Tool Decisions SummaryEvery choice with its rationale — no cargo-culting
| Stage | Tool Chosen | Why This, Not Alternatives |
|---|---|---|
| Source control | GitHub | Stated requirement. GitHub Actions native CI, GHCR, branch protection, CODEOWNERS all in one platform. |
| CI/CD engine | GitHub Actions | Source is GitHub — zero friction. Reusable workflows (platform-shared-ci) serve as DRY CI templates. No separate Jenkins/GitLab to maintain. |
| Container registry | GHCR | Native GitHub auth, no extra service. ECR if AWS-native is required with Inspector scanning. |
| Image security scan | Trivy | Open source, fast, scans OS packages + language deps, integrates with GitHub Actions via action, widely adopted. |
| Static analysis | SonarCloud + Roslynator | SonarCloud for security hotspots + code smells + PR decoration.

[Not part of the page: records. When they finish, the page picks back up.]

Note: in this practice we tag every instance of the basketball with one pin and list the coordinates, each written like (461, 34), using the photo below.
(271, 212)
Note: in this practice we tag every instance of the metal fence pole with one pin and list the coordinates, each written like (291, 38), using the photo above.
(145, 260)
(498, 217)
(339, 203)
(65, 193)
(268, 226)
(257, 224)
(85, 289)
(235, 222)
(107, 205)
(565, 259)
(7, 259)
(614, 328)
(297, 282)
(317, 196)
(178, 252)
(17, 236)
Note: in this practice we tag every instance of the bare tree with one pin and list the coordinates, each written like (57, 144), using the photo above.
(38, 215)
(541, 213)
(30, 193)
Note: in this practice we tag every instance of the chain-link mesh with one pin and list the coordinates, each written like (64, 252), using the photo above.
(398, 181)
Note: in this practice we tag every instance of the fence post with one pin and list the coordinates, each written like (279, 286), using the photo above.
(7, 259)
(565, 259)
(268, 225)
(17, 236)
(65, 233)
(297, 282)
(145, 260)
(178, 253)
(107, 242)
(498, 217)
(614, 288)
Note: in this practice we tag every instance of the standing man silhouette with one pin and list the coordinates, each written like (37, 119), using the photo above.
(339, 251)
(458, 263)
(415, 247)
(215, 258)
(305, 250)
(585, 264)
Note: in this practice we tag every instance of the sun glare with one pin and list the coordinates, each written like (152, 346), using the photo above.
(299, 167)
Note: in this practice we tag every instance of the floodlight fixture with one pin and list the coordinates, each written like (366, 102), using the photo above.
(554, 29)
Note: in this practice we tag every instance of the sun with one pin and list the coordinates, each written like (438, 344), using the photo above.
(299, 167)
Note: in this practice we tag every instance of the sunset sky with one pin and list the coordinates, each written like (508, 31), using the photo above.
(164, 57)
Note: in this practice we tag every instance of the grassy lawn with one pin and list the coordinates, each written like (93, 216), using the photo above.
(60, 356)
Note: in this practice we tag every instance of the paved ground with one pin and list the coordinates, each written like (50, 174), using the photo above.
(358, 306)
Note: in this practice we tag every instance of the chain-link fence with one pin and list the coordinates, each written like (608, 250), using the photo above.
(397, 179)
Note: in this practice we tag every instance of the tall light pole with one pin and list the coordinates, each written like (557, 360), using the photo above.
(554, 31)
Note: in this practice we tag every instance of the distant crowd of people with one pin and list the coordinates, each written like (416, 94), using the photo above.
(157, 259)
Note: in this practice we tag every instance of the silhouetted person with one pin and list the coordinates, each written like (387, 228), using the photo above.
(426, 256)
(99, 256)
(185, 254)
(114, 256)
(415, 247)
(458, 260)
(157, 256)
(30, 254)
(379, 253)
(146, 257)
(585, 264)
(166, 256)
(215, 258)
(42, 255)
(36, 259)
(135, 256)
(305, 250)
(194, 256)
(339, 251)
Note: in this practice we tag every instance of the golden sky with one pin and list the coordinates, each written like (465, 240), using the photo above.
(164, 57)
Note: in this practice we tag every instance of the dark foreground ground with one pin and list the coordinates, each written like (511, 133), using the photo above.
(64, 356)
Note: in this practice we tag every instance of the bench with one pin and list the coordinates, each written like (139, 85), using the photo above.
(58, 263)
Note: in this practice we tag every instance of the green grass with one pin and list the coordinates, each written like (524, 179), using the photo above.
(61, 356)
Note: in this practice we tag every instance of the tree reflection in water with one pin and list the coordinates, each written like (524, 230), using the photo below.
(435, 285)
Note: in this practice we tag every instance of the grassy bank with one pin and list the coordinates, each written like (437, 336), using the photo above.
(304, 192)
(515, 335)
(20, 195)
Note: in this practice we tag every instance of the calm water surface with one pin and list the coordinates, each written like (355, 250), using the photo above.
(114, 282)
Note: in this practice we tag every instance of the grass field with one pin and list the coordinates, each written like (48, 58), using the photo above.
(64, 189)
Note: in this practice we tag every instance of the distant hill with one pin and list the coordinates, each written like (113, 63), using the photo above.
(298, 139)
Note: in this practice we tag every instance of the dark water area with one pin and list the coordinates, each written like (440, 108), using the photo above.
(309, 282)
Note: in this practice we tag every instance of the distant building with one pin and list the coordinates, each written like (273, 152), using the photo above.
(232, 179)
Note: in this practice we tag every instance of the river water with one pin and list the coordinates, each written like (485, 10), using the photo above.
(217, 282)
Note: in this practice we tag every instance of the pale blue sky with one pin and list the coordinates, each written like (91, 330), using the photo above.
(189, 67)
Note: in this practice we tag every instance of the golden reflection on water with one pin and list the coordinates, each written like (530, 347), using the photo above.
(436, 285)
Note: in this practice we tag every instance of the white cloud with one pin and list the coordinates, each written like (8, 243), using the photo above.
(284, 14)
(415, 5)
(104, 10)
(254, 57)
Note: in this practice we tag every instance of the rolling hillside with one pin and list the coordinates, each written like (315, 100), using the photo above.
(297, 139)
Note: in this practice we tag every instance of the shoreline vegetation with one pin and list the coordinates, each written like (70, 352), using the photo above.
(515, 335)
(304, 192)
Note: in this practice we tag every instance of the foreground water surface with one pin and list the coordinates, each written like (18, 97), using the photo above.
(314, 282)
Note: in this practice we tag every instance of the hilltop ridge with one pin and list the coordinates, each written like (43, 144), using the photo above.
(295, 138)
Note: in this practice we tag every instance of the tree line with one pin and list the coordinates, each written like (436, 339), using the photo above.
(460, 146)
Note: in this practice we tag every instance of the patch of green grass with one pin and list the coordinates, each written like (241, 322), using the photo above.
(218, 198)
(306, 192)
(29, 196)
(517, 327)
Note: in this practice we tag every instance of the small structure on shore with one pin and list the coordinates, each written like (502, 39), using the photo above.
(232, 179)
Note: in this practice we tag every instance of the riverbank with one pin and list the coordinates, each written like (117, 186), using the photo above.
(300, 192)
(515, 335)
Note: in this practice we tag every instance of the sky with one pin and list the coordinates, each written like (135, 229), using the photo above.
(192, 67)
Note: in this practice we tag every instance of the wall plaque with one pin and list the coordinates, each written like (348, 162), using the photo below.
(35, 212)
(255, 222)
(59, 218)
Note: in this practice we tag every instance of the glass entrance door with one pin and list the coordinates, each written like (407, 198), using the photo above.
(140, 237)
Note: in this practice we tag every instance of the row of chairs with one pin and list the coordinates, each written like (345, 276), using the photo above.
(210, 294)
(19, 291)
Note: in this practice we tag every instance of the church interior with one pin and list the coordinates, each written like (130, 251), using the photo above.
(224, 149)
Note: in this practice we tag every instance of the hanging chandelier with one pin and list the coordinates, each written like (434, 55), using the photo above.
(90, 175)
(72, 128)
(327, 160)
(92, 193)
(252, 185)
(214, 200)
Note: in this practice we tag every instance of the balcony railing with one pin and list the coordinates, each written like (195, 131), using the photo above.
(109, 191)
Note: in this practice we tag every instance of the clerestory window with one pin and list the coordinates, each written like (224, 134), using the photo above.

Roslynator for .NET-specific patterns at build time. Both are complementary. |
| GitOps controller | ArgoCD | Best UI for drift visibility, ApplicationSet for multi-app management, mature RBAC, active community. Flux is valid alternative but ArgoCD UI wins for teams new to GitOps. |
| K8s packaging | Helm | Environment parameterization, rich community charts, ArgoCD native. Kustomize for simpler single-environment projects. |
| Secrets | External Secrets Operator | Pulls secrets from AWS Secrets Manager / Azure Key Vault at runtime. Sealed Secrets if no cloud secret store. Never store secrets in gitops-config. |
| Metrics | Prometheus + Grafana | Industry standard. OpenTelemetry SDK in .NET exports to Prometheus. Grafana dashboards as code in ops-monitoring repo. |
| Logs | Loki + Grafana | Same Grafana instance queries both metrics and logs. Loki is cost-effective vs Elasticsearch for structured log querying. |
| Tracing | Tempo | Grafana native, same observability stack. OpenTelemetry traces from .NET → Tempo. Jaeger is alternative. |
| Alerting | Alertmanager → PagerDuty + Slack | Prometheus Alertmanager routes by severity. PagerDuty for P1/P2 on-call escalation. Slack for P3/P4 visibility. |
| Local dev | Docker Compose | No Kubernetes overhead on developer laptops. Full stack in one command. Tilt.dev optional for hot-reload with K8s. |
| E2E testing | Playwright | Cross-browser, fast, great Angular support, component testing mode. Lives in test-e2e repo, runs against deployed staging. |
| Image signing | cosign (Sigstore) | Keyless signing via GitHub OIDC. Supply chain security without managing private keys. Verified at admission by Kyverno. |
Environment StrategyDev, Staging, Production — and how they differ
| Environment | Cluster | Deploy Trigger | ArgoCD Sync | Data | Purpose |
|---|---|---|---|---|---|
| Local | Docker Compose | Developer runs manually | N/A | Seeded synthetic | Fast iteration, debugging |
| Dev | Shared K8s (small) | Merge to develop | Auto + self-heal | Seeded synthetic | Integration smoke tests |
| Staging | Dedicated K8s (prod-size) | Release branch push + PR approval | Auto, no self-heal | Anonymized prod copy | QA, load testing, UAT |
| Production | Dedicated K8s (HA, multi-AZ) | Merge to main + manual gitops PR | Manual sync only | Live production data | Serve real users |
Production access: No developer has
kubectl exec access to production pods. All production changes go through the gitops-config PR process. Break-glass emergency access exists for SRE leads only, with session recording and automatic ticket creation. Every kubectl command in production is a post-incident finding waiting to happen.